Crucial importance in diagnostics of a stenosis of a trachea and bronchial tubes belongs to endoscopy of airways – trakheoskopiya, bronkhoskopiya in the course of which there is an opportunity visually to confirm morphological changes of a trakheobronkhialny wall, to specify a stenosis etiology by means of a biopsy (cicatricial, tumoral, tubercular). At patients with organic stenoses of a trachea and bronchial tubes research FVD (spirometry, a pnevmotakhografiya) is of secondary importance (obstructive violations come to light), however these methods are widely used for confirmation of an expiratory stenosis.

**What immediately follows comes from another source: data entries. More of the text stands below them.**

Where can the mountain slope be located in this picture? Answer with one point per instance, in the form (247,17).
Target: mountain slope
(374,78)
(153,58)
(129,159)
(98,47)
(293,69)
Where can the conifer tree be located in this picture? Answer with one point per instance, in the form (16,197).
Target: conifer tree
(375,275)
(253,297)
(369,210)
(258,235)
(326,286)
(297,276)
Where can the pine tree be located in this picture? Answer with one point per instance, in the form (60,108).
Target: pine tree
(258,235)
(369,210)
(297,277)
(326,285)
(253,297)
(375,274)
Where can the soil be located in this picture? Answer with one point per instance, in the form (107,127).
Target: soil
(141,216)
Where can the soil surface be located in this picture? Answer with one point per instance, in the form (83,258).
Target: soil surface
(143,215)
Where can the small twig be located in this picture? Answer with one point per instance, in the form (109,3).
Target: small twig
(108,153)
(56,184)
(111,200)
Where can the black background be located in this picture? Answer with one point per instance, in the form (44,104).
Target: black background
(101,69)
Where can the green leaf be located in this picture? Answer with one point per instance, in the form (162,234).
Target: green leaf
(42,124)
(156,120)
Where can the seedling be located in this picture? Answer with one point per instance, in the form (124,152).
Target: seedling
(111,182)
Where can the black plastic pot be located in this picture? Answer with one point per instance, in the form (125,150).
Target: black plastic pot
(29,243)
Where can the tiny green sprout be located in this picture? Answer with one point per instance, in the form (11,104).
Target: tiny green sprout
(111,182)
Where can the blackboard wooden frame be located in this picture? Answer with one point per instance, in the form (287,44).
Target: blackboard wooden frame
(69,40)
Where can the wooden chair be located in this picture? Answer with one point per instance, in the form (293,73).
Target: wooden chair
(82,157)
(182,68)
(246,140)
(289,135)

Treatment of a stenosis of a trachea and bronchial tubes
At stenoses of an organic origin treatment, as a rule, quick. Preference is given to endoprosvetny manipulations if those are technically feasible. So, at cicatricial stenoses of a trachea injections of Prednisolonum or a triamtsinolon in cicatricial fabric or its laser vaporization, endoscopic restoration of a gleam by means of bronchoscopic tubes, a buzhirovaniye, balloon dilatation, endoprosthesis replacement of the stenozirovanny site stenty can be made.

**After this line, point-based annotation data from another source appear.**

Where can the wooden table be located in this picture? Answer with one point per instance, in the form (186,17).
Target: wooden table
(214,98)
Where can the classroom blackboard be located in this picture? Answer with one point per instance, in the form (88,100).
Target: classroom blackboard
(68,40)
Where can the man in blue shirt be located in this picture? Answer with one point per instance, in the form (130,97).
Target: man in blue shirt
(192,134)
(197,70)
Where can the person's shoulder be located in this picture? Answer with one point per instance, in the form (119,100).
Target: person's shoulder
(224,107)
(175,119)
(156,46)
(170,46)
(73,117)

In case of inefficiency or impossibility of performing endoscopic treatment the circular resection of the site of a stenosis with the subsequent imposing of an anastomoz "the end in the end" is carried out. If according to inspection bronkhoektaza come to light, or other irreversible changes of bronchial tubes, the resection of a lung or a pnevmonektomiya is made. Treatment of a compression stenosis of a trachea consists cysts, tumors of a sredosteniye which caused narrowing at a distance. At extensive subtotal stenoses of a trachea only transplantation of body is possible.
At stenoses of a trachea of functional character conservative and waiting tactics can be applied, however it has palliative, symptomatic character. During aggravations protivokashlevy means (, codeine), mucolytics (Bromhexine, ), NPVS, antioxidants (vitamin E), immunomodulators are appointed. Carrying out medical bronkhoskopiya with introduction of antibiotics and proteolytic enzymes is effective. From non-drug means of therapy the acupuncture, a lazeropunktura, an electrophoresis, acupressure, breathing exercises is applied. Radical treatment of a prolapse of a membranozny part of a trachea or main bronchial tube assumes carrying out plastic reconstructive intervention (strengthening of a membranozny part autorebry or a fastsialny rag).

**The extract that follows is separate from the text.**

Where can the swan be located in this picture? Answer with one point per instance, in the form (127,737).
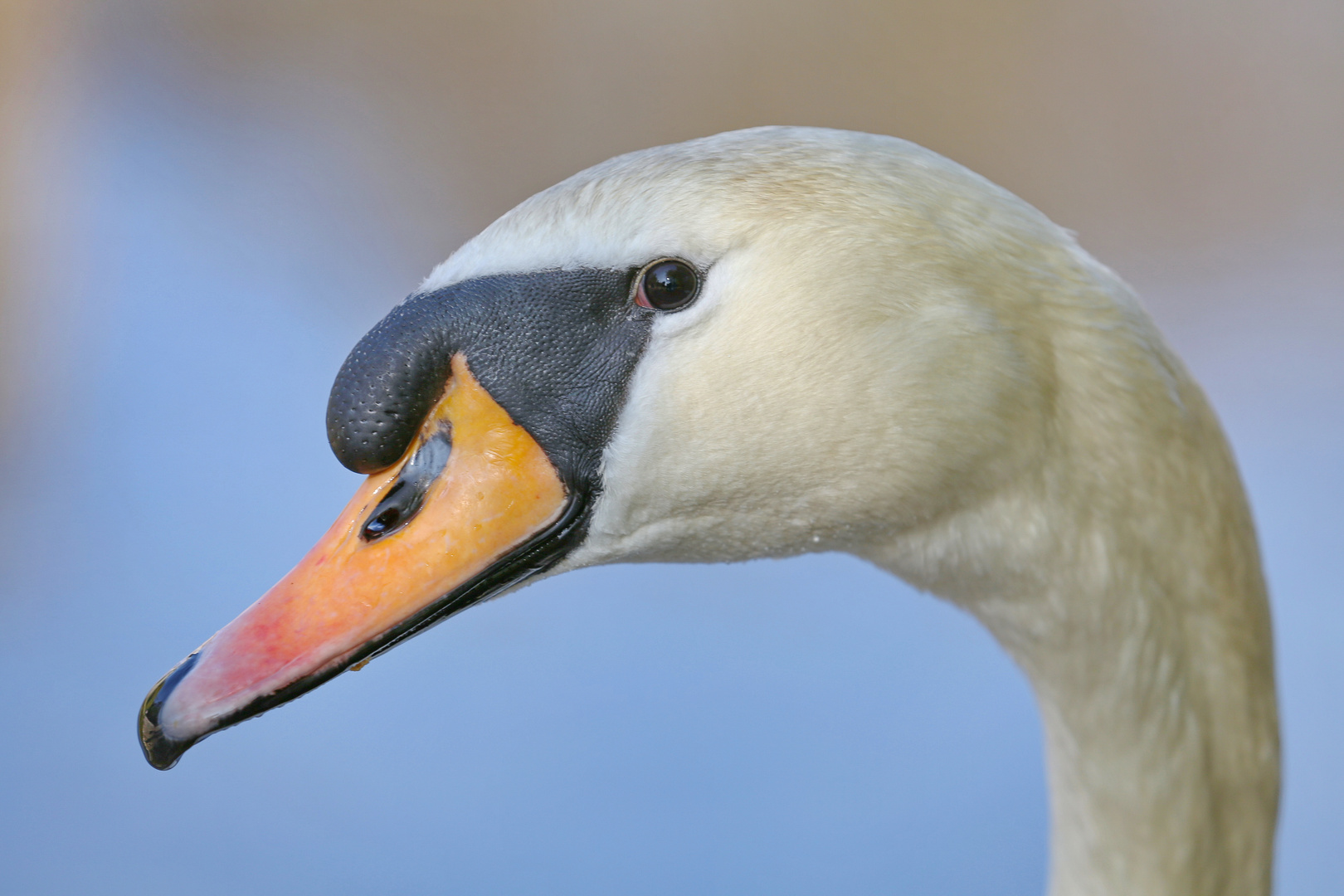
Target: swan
(784,340)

Forecast and prevention of a stenosis of a trachea and bronchial tubes
Results of expeditious treatment of a stenosis of a trachea and bronchial tubes mostly satisfactory. The lethality is minimum, attacks of suffocation and cough disappear right after operation. Conservative and waiting tactics can be justified only at the compensated forms of a stenosis or serious associated diseases. The Nekorrigiruyemy subcompensated and dekompensirovanny stenoses threaten with development of a full obturation of a gleam of a trakheobronkhialny tree and asphyxia.
The preventive direction provides the prevention of injuries of a trachea and bronchial tubes when carrying out vnutriprosvetny manipulations, injuries of pneumatic ways in the matter, timely treatment of nonspecific and specific processes, recognition and removal of foreign matters and tumors of a sredosteniye.